Concerns about Eastern DRC

On June 11th, the Africa Europe Faith and Justice Network (AEFJN) circulated a letter warning for a possible new war in Eastern DRC (Democratic Republic of Congo = Congo Kinshasa). The first paragraph runs as follows:

Attached to this message, you will find a letter written by the Archbishop of Bukavu (DR Congo), describing the alarming situation in which the people of the Eastern part of the Democratic Republic of Congo live in. Some cruel atrocities have been perpetrated that affect mostly the civilians of this region. It seems that very soon, in this Sub Region some atrocious killings are happening again, very sad repetition of the massacres affecting the people of Kivu that took place during the recent years.

François-Xavier Maroy’s message can be read on the AEFJN’s website (FX M is the archbishop of Bukavu). It horrifies one that hostilities may start over again in a region where in a series of brutal wars between 4,000,000 and 5,000,000 people are said to have died. It saddens one that the the democratisation process and the elections may turn out not to be powerful enough to stop the violence and the bad governance that leads to so much suffering in DRC.

I am a member of a group that is concerned with human rights abuses in Eastern DRC and in the African Great Lakes Region. The group itself is connected to the Jesuit Brussels office of OCIPE and to the K.U.Leuven Faculty of Theology’s Centre for Liberation Theologies. Lately, we have been focussing on (1) the causes of the human rights abuses in Eastern DRC, and (2) capacity building for an international qualified peace advocacy network.

(1) A key factor in the violence in Eastern DRC is the presence of lootable natural resources in the region and the fact that belonging to militia groups in the region is an advantageous economic option for the poor people.

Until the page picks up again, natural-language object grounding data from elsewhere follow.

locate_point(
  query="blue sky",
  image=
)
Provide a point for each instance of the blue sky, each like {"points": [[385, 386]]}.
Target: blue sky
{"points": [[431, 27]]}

Moreover, the complexity of the situation in the region is such, that I am not sure whether the lack of good governance is a consequence of the wars or, rather, the result of the lack of will of politicians who profit from loot that is facilitated by bad governance. The economic-military-political complex (both nationally and internationally) gains by maintaining violence that allows for loot. Moreover, the loot of natural resources here is lucrative as these resources are in high demand by the long term unsustainable and greedy life styles of the rich of this world. Therefore, it is so difficult to tackle the legal issues involved (such as litigation against looting transnational corporations and corrupt politicians or military; development of a legal corpus in the UN, AU or EU). Some documents have been produced by the United Nations, by the Congolese authorities (e.g. the Lutundula Report), or by independent NGO’s (see for example the Fatal Transactions initiative, or the Oxford UK based Rights & Accountability in Development – RAID, on the website of which are also available several of the UN documents as well as other material) – but there is still a lot of hard work to be done. I think that, in many rich countries, we should learn to connect our craving for goodies that require lootable natural resources participates in the causes for wars and violence such as in the Eastern DRC.

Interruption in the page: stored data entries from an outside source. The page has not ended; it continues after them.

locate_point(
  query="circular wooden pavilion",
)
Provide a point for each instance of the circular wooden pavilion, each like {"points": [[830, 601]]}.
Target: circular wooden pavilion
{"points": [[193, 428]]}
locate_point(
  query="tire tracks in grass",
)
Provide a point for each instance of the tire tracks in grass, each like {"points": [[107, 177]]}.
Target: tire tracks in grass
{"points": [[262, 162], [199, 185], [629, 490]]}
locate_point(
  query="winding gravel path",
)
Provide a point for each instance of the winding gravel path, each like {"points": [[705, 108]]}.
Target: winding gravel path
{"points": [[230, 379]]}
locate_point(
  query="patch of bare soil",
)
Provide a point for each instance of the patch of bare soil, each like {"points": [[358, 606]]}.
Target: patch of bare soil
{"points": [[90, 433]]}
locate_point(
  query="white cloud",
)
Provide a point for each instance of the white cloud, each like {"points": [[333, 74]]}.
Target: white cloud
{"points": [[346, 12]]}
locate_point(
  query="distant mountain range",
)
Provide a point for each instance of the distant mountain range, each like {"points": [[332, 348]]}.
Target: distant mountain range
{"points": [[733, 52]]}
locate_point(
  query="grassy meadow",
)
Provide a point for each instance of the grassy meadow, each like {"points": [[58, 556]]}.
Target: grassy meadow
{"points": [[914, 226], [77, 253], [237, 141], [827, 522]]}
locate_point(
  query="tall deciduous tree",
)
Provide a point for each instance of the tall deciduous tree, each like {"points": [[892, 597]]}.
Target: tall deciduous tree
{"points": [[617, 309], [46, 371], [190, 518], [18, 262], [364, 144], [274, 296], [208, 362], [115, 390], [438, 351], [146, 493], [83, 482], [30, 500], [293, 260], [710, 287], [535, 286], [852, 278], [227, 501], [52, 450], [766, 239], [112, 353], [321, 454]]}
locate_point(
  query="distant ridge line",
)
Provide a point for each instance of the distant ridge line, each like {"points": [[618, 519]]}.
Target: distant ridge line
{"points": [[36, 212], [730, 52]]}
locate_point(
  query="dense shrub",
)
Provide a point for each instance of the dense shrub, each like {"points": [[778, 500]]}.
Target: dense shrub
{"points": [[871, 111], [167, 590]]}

(2) A Jesuit colleague of mine, member of JRS (Jesuit Refugee Service) and a specialist in conflict and peace research, Elías López, has developed ideas for the creation of international peace advocacy networks (RPAN = Relational Peace Advocacy Network) used in OCIPE to connect qualified advocacy work in Brussels (EU headquarters), in Washington (social justice department of the US Jesuit Conference), and in Africa (the Centre d’Etudes pour l’Action Sociale – CEPAS – in Kinshasa; the Hekima Institute of Peace Studies and International Relations and the Hakimani Centre in Nairobi). The challenge is how to allow to emerge a joint action out of the diversity that arises when one faces a challenge together. This is an issue of common discernment and of relational constructionism, in which the joint action and the building up of a community are tackled together, in a full mutual and collaborative approach, that overcomes (neo-)colonial and patriarchal affects. The challenges in Eastern DRC concern us all, they constitute a common project and not merely some local African troubled issue for which others will lobby in the centres of power.

As a a Christian theologian, I feel very much connected to these issues and challenges: they touch the core of the so-called “preferential option for the poor” amidst the injustices of our world and at the service of dignified and sustainable life together for us all. What happens in Eastern DRC is not only about some Congolese suffering the abuses of war and violence; it involves all of us, in various interconnected ways, both with regard to the causes and to future answers. Those who suffer the human rights abuses remind us of the fact that there is something rotten in the kingdom of our lives and that we should commit to what is our real being and our future, God’s Kingdom. The models of thought used by theologians – such as the preferential option for the poor, the holistic perspective on creation inspired by the social justice and life in common of the Kingdom, the importance given to the attempts to build ecclesial communities (inspired by God’s dream and promise of the Kingdom, as well as by the very concreteness of Jesus of Nazaret’s life), the deep trinitarian structure of our reality and of our encounters with others, the need for forgiveness and reconciliation, etc. – may be helpful in structuring our political visions and actions.